As The Museum of Hoaxes succinctly summarized, “When Smith revealed the hoax to the LA Times in 1927, he argued that it showed that the art currently in fashion was ‘poppycock’ promoted by critics who knew very little about art.”

It behooves elected officials to leave public art projects to the non-profit world; the everyday residents can then decide whether or not to support a project based on his or her opinion of what represents art.

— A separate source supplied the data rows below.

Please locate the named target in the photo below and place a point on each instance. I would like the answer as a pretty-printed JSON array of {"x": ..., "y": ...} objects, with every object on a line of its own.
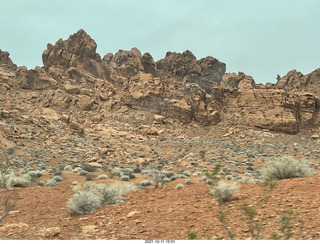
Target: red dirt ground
[{"x": 164, "y": 213}]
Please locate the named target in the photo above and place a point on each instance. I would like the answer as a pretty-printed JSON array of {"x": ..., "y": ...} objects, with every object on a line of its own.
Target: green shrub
[
  {"x": 84, "y": 202},
  {"x": 179, "y": 186},
  {"x": 224, "y": 191},
  {"x": 286, "y": 168}
]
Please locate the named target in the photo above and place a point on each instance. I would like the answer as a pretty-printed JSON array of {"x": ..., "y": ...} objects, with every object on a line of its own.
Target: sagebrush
[{"x": 286, "y": 168}]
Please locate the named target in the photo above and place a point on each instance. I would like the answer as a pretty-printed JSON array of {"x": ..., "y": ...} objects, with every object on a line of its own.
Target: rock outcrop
[
  {"x": 79, "y": 51},
  {"x": 77, "y": 81}
]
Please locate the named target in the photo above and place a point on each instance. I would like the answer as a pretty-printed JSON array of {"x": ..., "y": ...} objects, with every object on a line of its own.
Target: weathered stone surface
[
  {"x": 37, "y": 79},
  {"x": 178, "y": 87},
  {"x": 6, "y": 62},
  {"x": 4, "y": 142},
  {"x": 79, "y": 51}
]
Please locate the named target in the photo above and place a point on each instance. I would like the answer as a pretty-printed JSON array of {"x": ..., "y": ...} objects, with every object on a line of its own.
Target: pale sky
[{"x": 262, "y": 38}]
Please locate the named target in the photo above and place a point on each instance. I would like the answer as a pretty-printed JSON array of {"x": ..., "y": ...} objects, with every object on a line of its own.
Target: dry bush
[
  {"x": 224, "y": 191},
  {"x": 286, "y": 168}
]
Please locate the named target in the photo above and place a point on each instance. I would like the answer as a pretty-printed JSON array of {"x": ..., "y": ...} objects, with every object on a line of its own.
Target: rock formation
[{"x": 76, "y": 80}]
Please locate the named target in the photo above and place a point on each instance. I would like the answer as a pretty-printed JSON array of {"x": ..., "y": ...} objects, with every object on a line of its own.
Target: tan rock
[
  {"x": 50, "y": 114},
  {"x": 147, "y": 130},
  {"x": 96, "y": 118}
]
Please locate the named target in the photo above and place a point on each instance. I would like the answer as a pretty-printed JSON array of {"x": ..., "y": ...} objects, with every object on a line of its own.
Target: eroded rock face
[
  {"x": 266, "y": 106},
  {"x": 204, "y": 72},
  {"x": 6, "y": 62},
  {"x": 37, "y": 79},
  {"x": 177, "y": 87},
  {"x": 295, "y": 81},
  {"x": 79, "y": 51}
]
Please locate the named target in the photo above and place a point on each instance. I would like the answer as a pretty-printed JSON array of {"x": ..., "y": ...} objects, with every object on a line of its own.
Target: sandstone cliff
[{"x": 75, "y": 79}]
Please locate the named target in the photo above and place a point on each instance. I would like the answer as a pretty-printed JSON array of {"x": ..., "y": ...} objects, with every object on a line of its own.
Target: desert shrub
[
  {"x": 102, "y": 177},
  {"x": 179, "y": 186},
  {"x": 188, "y": 181},
  {"x": 247, "y": 180},
  {"x": 192, "y": 235},
  {"x": 123, "y": 188},
  {"x": 57, "y": 178},
  {"x": 125, "y": 178},
  {"x": 51, "y": 183},
  {"x": 108, "y": 194},
  {"x": 35, "y": 174},
  {"x": 145, "y": 183},
  {"x": 76, "y": 170},
  {"x": 90, "y": 177},
  {"x": 58, "y": 172},
  {"x": 89, "y": 168},
  {"x": 224, "y": 191},
  {"x": 83, "y": 172},
  {"x": 5, "y": 180},
  {"x": 18, "y": 181},
  {"x": 157, "y": 177},
  {"x": 84, "y": 202},
  {"x": 40, "y": 183},
  {"x": 68, "y": 168},
  {"x": 286, "y": 168},
  {"x": 9, "y": 204}
]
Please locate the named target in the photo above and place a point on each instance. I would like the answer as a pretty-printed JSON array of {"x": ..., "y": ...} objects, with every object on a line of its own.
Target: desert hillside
[{"x": 162, "y": 133}]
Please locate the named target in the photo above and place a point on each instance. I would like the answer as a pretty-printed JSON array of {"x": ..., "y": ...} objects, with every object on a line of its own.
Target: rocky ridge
[{"x": 76, "y": 80}]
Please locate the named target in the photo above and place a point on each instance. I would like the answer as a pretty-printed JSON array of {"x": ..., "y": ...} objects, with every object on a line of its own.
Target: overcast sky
[{"x": 262, "y": 38}]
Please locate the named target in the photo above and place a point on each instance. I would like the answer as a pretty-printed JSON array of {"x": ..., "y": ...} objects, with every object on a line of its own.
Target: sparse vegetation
[
  {"x": 91, "y": 196},
  {"x": 158, "y": 178},
  {"x": 8, "y": 203},
  {"x": 286, "y": 168},
  {"x": 192, "y": 235},
  {"x": 224, "y": 191},
  {"x": 179, "y": 186},
  {"x": 84, "y": 202}
]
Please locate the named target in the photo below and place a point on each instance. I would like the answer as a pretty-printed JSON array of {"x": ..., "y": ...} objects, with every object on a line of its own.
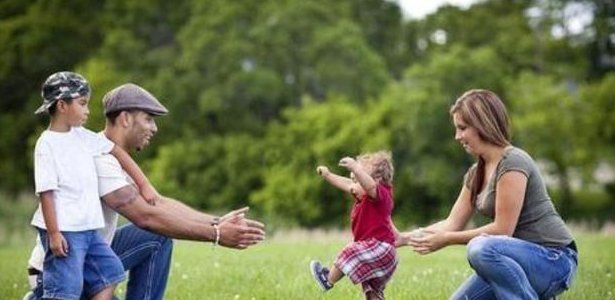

A good example of this was the announcement last week from an Edmonton community group that a proposed downtown creative arts project, estimated at a value of about $850 million (yes, almost $1 billion) wouldn’t go ahead because the organizers couldn’t secure funding. The project was supposed to include theatres, dressing rooms and rehearsal areas for disciplines such as opera. Although many people thought the project was a great idea, the public passed on supporting it with their money. Edmonton has a lot of problems (sprawl, urban decay, murders, gridlock and bad drainage all come to mind), and if the community has $850 million to spare, it could do a lot of good elsewhere.

Lastly, the City of Wetaskiwin recently decided to terminate its membership in the Joint Economic Development Initiative, because, as elected officials stated on the record, tax dollars were sent to JEDI but the city felt it wasn’t getting enough return on investment.

Fair enough, but then the City of Wetaskiwin’s elected officials will have to prove to voters the return on investment from, for example, public pianos.

Stu Salkeld is editor of The Wetaskiwin Pipestone Flyer and writes a regular column for the newspaper.